I watched the entire movie Forgetting Sarah Marshall before I realized it was in Spanish.
i saw like six of her guido cousins in the jersey shore trailer alone. her family is having a dinner party for the premiere tonight.
sorry for covering your dog in whipped cream. his bark made it sound like he wanted it.
His shopping cart was nothing but malt liquor and zucchini.
He told me he was in a Proactive commercial. It didn't seem to work for him but he was buying me shots so I slept with him anyways.
I look like a zombie and smell like a stripper. Its gonna be a good day.
You told me to remind you that the bruise on your ass is from when you danced on the table at Ziggy's, saw a cop and tried to 'fly away'.
An don't say it's "personal preference" cause I don't buy it. I just want to have normal cool guy balls. I don't want to be the dude that's still rocking the equivalent of the "mid 90's bowl cut" of scrotum haircuts.
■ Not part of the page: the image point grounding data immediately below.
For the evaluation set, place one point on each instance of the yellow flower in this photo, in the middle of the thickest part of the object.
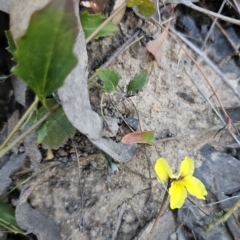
(180, 183)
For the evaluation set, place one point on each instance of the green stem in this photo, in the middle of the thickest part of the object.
(23, 135)
(19, 124)
(165, 198)
(106, 22)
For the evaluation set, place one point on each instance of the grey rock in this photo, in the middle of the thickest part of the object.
(220, 174)
(33, 222)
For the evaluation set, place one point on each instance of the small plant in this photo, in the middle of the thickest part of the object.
(181, 183)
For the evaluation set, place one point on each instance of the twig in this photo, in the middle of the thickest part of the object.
(118, 221)
(23, 135)
(223, 218)
(165, 198)
(105, 22)
(19, 124)
(213, 24)
(137, 215)
(199, 9)
(203, 74)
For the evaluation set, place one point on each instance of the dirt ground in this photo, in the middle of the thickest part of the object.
(170, 104)
(91, 202)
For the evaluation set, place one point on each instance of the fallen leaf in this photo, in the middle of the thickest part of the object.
(110, 79)
(137, 83)
(155, 46)
(90, 22)
(139, 137)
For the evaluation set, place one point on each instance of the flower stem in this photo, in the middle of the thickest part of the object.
(165, 198)
(19, 124)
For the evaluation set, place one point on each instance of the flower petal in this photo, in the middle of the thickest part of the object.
(195, 187)
(187, 167)
(162, 170)
(178, 194)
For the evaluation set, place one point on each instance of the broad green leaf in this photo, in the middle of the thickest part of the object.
(137, 83)
(45, 52)
(110, 79)
(11, 44)
(145, 7)
(8, 220)
(139, 137)
(90, 22)
(54, 132)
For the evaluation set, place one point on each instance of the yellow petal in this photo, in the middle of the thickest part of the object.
(195, 187)
(187, 167)
(178, 194)
(162, 170)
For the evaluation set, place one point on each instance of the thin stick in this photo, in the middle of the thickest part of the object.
(199, 9)
(118, 221)
(19, 124)
(165, 198)
(105, 22)
(213, 24)
(23, 135)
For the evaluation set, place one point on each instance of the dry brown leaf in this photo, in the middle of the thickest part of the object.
(155, 46)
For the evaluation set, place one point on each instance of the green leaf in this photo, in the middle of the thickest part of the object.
(90, 22)
(137, 83)
(8, 220)
(11, 44)
(54, 132)
(42, 133)
(139, 137)
(145, 7)
(45, 52)
(110, 79)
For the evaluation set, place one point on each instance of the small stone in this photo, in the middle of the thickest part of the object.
(62, 152)
(93, 233)
(94, 164)
(85, 154)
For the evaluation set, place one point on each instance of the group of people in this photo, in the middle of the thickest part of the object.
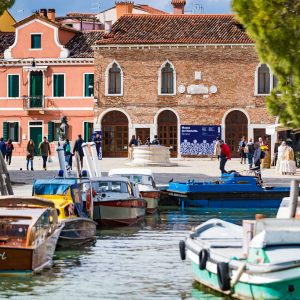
(285, 163)
(6, 149)
(249, 150)
(134, 142)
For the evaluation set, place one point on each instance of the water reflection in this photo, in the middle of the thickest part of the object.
(139, 262)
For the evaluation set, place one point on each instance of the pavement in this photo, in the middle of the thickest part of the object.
(200, 169)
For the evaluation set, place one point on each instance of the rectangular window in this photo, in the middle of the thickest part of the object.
(11, 131)
(36, 41)
(88, 85)
(13, 86)
(58, 85)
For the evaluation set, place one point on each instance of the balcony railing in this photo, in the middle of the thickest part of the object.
(34, 103)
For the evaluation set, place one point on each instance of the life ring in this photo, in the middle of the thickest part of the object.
(223, 276)
(203, 256)
(182, 250)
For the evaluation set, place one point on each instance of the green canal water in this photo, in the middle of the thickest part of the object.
(140, 262)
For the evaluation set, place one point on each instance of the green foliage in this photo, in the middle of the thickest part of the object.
(274, 25)
(5, 4)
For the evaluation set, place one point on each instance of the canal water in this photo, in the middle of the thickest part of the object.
(140, 262)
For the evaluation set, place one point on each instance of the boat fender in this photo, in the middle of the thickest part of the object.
(182, 250)
(223, 276)
(203, 256)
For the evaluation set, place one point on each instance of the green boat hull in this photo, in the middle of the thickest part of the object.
(288, 289)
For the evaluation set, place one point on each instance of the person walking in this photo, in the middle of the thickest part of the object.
(133, 143)
(9, 150)
(97, 141)
(241, 150)
(224, 155)
(68, 154)
(249, 151)
(30, 154)
(280, 156)
(217, 148)
(44, 148)
(2, 147)
(78, 148)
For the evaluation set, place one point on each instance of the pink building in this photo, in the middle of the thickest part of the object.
(46, 73)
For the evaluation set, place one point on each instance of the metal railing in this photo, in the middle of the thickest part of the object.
(32, 103)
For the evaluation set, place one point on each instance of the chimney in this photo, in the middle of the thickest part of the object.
(124, 7)
(51, 14)
(43, 12)
(178, 6)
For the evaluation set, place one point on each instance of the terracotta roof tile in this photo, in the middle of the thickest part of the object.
(6, 40)
(80, 46)
(177, 29)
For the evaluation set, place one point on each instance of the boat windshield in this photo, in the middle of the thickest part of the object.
(111, 186)
(13, 230)
(50, 189)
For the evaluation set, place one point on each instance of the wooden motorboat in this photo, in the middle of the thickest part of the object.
(66, 194)
(145, 180)
(116, 201)
(29, 231)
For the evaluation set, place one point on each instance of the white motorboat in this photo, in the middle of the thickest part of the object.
(145, 180)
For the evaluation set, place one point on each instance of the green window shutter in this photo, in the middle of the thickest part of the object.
(59, 85)
(50, 131)
(13, 86)
(16, 132)
(86, 131)
(88, 85)
(36, 41)
(5, 130)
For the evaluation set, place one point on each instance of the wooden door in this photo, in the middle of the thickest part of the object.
(115, 134)
(143, 134)
(236, 126)
(167, 131)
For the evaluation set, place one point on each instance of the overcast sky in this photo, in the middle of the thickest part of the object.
(24, 8)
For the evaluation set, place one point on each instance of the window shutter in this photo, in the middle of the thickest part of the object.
(50, 131)
(5, 130)
(16, 132)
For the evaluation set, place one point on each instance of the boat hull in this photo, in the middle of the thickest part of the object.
(289, 288)
(31, 259)
(119, 212)
(77, 232)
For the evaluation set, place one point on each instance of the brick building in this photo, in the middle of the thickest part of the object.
(157, 73)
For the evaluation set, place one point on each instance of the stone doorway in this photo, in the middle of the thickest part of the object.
(115, 134)
(236, 126)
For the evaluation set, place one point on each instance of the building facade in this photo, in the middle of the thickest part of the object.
(46, 73)
(160, 74)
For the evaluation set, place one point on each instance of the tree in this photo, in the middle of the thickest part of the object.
(275, 28)
(5, 4)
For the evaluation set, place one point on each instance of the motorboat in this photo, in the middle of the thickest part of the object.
(230, 191)
(67, 195)
(259, 260)
(116, 201)
(145, 180)
(29, 231)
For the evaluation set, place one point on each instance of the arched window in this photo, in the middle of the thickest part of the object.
(114, 80)
(167, 79)
(263, 84)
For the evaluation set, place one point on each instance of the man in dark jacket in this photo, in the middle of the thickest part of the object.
(78, 148)
(2, 147)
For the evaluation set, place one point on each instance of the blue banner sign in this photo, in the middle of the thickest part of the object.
(98, 145)
(198, 140)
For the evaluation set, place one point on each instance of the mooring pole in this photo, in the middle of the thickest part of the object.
(294, 193)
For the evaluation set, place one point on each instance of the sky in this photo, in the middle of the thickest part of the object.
(24, 8)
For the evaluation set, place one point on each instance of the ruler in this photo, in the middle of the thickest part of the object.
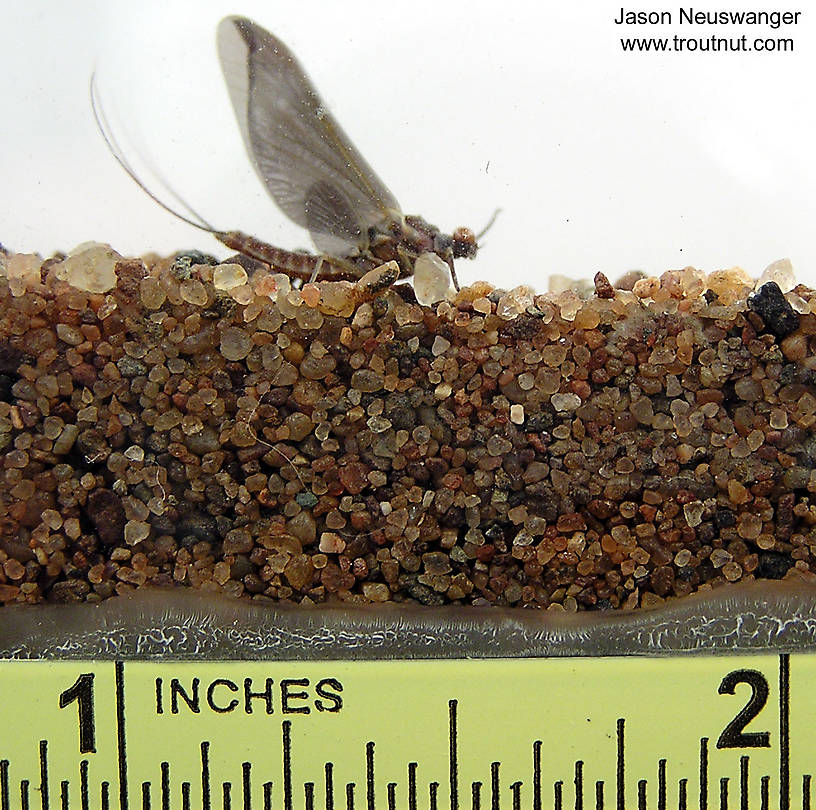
(705, 732)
I also just told a guy I was available for counseling in case he needed to 'bang' things out. I've become a monster.
Just witnessed a fat waitress doing whipits in the back of a waffle house.. my life seems a little brighter..
I would really just like to get laid somewhere that's not on a bathroom floor at this point in my life
You haven't lived until you've thrown up naked in a hotel room in Fargo while holding your breasts so they don't touch the toilet bowl.
HE PEED ON ME. THE MANAGER OF THE BAR.
Sitting in my junior high parking lot high on ambien talking to a stranger I met on tinder. What is life?
OMG. When you threw the used condom on your floor you threw it in my purse!!! I just went to grab my headphones and it was stuck to them!